2014 jährt sich der Beginn des ersten Weltkrieges zum 100. Mal. Millionen von Menschen verloren ihr Leben für einen Krieg ohne Sieger, einen sinnlosen Kampf um Prestige und Einfluss. Es war die bis dahin größte Katastrophe dieser Art – aber bei weitem nicht die erste. Denn Kriege kennen die Menschen seit den Auseinandersetzungen zwischen Stammesgesellschaften. Philosophen sucht man allerdings meist vergeblich im Schützengraben. Ihre Front ist der Hörsaal, das Kaminzimmer ihr Schlachtfeld, das Wort ihr Gewehr. Doch auch damit kann man Schaden anrichten.
Zum Beispiel, indem man die Gräuel des Krieges philosophisch salonfähig macht. So wie aktuell Ian Morris, Professor an der Stanford University. In seinem Buch „War! What Is It Good For?“ bescheinigt er dem Krieg eine produktive Natur. Frei nach dem berühmten Satz des antiken Philosophen Heraklit „Der Krieg ist der Vater aller Dinge“ schlussfolgert Morris: Hätte es keine Kriege gegeben, wären wir jetzt nicht so zivilisiert, wie wir es sind. Der Krieg ist ein notwendiges Übel für gesellschaftlichen Fortschritt. Eine beunruhigende These.
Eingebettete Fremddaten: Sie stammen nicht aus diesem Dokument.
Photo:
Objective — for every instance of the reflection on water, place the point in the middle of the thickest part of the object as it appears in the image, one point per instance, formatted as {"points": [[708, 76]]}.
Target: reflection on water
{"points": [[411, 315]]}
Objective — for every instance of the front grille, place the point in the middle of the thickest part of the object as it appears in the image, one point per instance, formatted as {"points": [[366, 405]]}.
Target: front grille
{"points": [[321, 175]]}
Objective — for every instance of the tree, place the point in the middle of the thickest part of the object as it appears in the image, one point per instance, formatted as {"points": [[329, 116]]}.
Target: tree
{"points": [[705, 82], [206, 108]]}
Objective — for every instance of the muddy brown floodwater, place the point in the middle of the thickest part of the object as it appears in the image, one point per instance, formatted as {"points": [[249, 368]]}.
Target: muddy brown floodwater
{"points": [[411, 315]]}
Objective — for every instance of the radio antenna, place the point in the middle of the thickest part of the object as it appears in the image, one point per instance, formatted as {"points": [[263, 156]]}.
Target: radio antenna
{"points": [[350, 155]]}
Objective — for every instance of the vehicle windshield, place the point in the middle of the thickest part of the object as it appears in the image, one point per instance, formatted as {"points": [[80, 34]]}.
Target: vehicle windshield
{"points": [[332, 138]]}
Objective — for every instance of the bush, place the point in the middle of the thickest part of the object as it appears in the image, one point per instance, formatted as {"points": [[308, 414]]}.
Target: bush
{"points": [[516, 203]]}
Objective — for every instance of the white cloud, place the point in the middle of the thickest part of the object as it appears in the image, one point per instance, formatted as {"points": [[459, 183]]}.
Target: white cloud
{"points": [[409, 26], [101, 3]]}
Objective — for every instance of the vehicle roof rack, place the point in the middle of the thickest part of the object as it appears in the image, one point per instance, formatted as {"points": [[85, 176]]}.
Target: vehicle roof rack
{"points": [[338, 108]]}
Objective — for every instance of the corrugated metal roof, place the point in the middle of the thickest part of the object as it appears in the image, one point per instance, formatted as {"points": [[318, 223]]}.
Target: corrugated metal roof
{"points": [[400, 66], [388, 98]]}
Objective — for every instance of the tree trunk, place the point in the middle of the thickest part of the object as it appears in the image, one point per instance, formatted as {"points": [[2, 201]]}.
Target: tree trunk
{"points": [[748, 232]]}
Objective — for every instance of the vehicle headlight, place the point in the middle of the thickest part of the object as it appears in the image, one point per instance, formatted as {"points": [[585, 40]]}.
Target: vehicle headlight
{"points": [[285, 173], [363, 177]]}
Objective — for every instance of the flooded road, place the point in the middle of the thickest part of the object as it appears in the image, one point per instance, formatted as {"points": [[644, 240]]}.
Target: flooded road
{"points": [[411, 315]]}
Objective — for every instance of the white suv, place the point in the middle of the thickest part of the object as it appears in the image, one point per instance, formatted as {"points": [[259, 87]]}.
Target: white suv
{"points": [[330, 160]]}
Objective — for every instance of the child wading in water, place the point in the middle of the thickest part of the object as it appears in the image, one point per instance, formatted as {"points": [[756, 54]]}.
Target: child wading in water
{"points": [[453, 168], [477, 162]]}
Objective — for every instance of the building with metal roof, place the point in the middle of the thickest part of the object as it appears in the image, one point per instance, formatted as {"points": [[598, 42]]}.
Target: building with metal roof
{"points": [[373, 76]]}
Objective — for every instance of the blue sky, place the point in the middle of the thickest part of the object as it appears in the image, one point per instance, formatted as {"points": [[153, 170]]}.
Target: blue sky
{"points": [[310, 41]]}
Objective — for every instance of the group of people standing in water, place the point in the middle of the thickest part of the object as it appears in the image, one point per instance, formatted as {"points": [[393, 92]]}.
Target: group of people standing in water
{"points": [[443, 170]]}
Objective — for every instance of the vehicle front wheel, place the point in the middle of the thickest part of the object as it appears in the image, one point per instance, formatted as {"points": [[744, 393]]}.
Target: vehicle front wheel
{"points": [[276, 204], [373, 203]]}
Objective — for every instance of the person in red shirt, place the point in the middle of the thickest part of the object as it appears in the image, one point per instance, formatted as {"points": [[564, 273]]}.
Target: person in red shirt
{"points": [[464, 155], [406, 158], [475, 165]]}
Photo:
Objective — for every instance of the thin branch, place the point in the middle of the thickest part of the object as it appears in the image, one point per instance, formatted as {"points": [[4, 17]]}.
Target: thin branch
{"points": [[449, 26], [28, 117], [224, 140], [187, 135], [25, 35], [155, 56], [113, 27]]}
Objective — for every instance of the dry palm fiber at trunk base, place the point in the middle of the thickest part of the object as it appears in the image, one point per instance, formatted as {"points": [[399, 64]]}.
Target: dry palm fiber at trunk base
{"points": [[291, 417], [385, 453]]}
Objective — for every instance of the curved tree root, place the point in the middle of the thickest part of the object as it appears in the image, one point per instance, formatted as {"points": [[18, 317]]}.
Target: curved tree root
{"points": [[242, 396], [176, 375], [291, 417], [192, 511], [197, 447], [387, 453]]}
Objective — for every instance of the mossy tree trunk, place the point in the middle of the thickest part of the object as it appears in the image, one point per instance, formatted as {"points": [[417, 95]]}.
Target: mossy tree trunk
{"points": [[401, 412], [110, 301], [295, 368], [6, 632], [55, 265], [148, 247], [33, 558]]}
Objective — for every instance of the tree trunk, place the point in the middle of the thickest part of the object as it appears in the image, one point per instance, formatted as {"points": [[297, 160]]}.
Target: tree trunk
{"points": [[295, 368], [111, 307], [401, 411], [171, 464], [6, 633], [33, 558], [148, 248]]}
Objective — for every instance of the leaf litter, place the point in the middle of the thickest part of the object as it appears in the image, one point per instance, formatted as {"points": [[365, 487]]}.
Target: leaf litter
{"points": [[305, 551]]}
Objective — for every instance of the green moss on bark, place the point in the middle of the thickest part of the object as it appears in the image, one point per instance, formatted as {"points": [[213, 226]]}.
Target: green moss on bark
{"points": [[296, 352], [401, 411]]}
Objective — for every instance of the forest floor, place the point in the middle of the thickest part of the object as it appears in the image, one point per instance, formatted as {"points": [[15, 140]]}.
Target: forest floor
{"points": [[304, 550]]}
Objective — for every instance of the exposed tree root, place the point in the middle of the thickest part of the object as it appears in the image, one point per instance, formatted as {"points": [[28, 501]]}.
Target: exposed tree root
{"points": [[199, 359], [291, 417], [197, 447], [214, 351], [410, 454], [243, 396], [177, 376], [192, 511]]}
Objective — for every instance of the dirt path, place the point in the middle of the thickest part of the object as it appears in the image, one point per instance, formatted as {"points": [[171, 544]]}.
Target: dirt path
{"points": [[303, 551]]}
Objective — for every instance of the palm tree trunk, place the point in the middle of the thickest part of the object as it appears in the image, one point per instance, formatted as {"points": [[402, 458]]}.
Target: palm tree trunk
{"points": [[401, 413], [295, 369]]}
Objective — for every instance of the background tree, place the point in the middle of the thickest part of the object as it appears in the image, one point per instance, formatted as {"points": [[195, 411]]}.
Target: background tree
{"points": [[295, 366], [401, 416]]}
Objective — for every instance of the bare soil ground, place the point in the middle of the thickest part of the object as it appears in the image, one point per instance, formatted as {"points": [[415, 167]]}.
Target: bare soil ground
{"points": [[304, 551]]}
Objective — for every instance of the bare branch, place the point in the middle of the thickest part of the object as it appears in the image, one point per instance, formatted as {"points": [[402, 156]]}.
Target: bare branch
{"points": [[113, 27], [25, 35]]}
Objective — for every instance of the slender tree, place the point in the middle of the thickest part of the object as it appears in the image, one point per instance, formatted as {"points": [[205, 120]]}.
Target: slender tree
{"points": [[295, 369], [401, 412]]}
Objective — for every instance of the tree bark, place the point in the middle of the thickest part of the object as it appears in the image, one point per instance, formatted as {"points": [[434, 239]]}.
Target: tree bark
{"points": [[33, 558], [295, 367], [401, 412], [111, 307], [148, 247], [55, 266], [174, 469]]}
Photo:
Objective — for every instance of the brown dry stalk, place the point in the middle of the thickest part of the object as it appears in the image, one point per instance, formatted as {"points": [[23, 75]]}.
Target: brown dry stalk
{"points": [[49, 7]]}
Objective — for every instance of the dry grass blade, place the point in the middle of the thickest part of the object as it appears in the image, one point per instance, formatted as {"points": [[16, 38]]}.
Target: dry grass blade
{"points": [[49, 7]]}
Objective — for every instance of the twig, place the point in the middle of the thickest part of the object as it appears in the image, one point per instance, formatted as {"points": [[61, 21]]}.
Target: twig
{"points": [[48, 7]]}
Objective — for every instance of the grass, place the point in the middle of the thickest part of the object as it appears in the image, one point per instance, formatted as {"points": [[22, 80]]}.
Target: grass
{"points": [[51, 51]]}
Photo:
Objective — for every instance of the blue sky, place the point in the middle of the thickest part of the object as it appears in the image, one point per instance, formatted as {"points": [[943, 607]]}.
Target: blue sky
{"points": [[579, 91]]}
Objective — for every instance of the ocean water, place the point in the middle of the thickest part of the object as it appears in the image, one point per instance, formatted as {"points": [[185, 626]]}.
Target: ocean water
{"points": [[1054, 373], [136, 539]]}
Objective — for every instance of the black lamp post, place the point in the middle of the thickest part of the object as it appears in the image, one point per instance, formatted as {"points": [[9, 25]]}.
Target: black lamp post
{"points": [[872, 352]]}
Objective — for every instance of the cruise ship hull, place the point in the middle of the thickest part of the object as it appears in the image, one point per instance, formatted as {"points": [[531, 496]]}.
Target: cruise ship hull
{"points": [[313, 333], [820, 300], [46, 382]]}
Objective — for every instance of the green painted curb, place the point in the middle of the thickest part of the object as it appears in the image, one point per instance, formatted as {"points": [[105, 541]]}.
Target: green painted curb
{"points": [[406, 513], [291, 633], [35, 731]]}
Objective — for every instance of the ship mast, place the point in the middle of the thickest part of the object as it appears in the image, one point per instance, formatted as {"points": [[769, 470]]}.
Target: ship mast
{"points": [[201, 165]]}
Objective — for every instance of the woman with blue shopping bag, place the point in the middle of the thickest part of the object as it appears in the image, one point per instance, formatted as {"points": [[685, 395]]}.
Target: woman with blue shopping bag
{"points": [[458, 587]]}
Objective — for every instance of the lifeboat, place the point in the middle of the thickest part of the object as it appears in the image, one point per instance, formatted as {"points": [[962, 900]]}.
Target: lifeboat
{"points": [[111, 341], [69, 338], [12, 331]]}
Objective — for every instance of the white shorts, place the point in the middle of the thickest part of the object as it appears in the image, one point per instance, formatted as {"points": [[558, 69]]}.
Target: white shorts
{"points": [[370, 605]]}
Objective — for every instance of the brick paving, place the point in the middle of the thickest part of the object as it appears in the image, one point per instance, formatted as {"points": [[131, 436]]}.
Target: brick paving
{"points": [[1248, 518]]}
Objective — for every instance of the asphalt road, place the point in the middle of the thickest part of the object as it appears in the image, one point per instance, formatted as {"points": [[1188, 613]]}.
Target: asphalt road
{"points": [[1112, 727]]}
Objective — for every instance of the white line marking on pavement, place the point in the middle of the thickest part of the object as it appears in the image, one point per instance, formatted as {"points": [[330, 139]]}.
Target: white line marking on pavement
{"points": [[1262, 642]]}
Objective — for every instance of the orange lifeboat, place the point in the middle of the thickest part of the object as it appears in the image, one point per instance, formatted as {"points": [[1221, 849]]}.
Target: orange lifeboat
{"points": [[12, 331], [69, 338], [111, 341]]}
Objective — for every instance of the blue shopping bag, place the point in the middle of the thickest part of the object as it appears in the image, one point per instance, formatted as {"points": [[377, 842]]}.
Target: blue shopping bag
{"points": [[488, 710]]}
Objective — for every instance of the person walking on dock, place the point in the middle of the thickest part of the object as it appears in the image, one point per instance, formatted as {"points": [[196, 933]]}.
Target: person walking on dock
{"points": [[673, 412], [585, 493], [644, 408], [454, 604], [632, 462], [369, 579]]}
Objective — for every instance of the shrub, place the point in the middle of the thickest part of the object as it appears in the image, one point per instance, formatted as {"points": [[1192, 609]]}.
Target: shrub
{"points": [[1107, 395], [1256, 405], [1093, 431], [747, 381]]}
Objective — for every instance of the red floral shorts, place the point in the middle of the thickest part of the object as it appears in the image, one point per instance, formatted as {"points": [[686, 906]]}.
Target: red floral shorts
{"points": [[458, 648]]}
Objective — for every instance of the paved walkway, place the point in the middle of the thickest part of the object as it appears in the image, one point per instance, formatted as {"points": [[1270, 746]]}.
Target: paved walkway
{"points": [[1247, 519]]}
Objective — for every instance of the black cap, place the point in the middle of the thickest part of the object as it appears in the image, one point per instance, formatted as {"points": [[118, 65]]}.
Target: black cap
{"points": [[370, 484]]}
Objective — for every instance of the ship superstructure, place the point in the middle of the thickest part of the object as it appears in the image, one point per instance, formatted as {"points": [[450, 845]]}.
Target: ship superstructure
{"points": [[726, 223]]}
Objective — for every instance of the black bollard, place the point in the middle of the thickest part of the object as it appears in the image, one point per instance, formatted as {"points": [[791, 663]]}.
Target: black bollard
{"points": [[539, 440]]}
Denn demnach sind die getöteten Soldaten und Zivilisten nichts anderes als Kollateralschaden. Tote, die man für ein größeres Ziel in Kauf nehmen muss. Unschuldige Menschenleben kaltblütig für eine größere Perspektive zu opfern klingt ehrlich gesagt wenig zivilisiert. Wahrscheinlich bemüht Morris deshalb permanent den hobbesschen Leviathan zu seiner Rechtfertigung. Hobbes Theorie tritt schließlich für eine absolutistische Staatsform ein – und gerade nicht für eine moderne Demokratie.
Doch Ian Morris ist bei weitem nicht der erste Kriegstheoretiker. Knapp hundert Jahre zuvor konnte der Philosoph Georg Simmel dem Krieg ebenfalls etwas Positives abgewinnen. Dabei befand Simmel sich in seinem Denken, aber auch in seiner Epoche, in einer fast gegensätzlichen Position zu Morris. Simmel sah die Kultur nicht im Fortschreiten begriffen, sondern in einer schweren Krise, erkrankt an Entfremdung und Überhöhung von Technik und Maschine. Chancen auf Heilung bot seiner Ansicht nach der gerade entfachte erste Weltkrieg. Der kämpfende Soldat erlebt laut Simmel eine totale Unmittelbarkeit: Sein komplettes Handeln zielt darauf ab, zu überleben. War sein vorheriges Leben eine Existenz in Entfremdung, etwa als Fließbandarbeiter, erlebt er im Krieg die absolute Einsicht in Sinn und Zweck seines Tuns. Im Kampf erfährt er sich als sinnvoller Teil eines Gesamtzusammenhangs – und erkennt so, was wirklich wichtig ist im Leben.
Morris und Simmel sehen im Krieg ein hilfreiches Werkzeug – der eine für persönlichen Entwicklung, der andere für gesellschaftlichen Fortschritt. Doch das ist nur eine von vielen Seiten des Krieges. Alles Lebendige – das Grausame, der Schrecken und das Leid – wird ausgeblendet. Dabei ist genau dies ein essentieller Bestandteil des Krieges. Das Leid ist keine Begleiterscheinung des Krieges auf dem Weg zu einem größeren Ziel – es ist sein innerster Kern.
Aus dem eingefurzten Sessel eines Hochschulbüros lassen sich Millionen von Todesopfern und Verwundeten mit einem Federstrich wegwischen. Das kann man nüchterne Analyse nennen – oder weltfremde Arroganz. Wer das Leid als Wesen des Krieges ignoriert, trifft nicht nur eine falsche Analyse, sondern stuft den Wert eines Menschenlebens ab auf ein bloßes Mittel zum Zweck. Und für solches Denken gibt es nur einen legitimen Platz: Die Müllhalde der Geschichte.